All of this comes back to Jesus's point to the disciples that we are not to be alarmed when these endings happen, for we will make it through the birthing pains as bearers of new life. Other than knowing that we push toward the new life of rebirth and restoration, we can find good news in this passage that Jesus tells the disciples this as a group, and not as individuals. We, as neighbors and community, push through these pains, whether they be seasonal, anticipated, or against the grain, and emerge on the other side together. We encourage one another along the way, we carry the weak, we feed the hungry, we clothe the naked, we do all of this together as a foretaste of the new thing we are bearing as a community in Christ.
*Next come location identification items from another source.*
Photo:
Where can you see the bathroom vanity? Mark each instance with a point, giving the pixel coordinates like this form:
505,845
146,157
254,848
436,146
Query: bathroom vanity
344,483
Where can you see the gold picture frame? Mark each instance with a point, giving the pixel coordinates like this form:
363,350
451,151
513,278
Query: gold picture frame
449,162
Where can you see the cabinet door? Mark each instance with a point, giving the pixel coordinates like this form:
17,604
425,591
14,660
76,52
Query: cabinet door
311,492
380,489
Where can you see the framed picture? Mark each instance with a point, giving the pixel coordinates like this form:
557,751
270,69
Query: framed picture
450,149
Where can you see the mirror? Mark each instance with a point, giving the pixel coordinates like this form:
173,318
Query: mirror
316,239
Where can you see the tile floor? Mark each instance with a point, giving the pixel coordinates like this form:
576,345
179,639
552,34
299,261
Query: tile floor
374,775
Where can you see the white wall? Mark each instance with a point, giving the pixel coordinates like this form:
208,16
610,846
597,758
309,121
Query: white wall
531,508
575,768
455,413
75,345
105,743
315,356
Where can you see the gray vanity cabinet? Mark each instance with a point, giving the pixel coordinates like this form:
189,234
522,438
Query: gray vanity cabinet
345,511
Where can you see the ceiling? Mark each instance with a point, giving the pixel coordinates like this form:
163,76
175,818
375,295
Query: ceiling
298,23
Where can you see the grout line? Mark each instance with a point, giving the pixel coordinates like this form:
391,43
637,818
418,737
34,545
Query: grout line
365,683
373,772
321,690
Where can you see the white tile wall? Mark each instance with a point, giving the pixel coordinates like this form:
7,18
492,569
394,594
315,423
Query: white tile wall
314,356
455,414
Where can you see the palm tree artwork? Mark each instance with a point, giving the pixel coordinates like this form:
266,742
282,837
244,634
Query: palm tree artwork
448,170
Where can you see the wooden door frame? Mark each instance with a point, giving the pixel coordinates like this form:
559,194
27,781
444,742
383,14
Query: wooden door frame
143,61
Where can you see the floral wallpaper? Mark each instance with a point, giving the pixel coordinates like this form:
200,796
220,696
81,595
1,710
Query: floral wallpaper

It can and will be hard, but when we do it together and the burden is shared, it goes faster and smoother because a people united have power. And then we breakthrough to the other side, the new place we have created, and can shout with joy because the things that harmed the vulnerable are no more. And that new creation is passed on to our descendants, for lifetimes to come. So for their sake, we labor, and we push, encouraging one another with reminders of what we are pushing towards, knowing that this short time of pain can lead future generations to a lifetime of happiness and peace. Thanks be to God.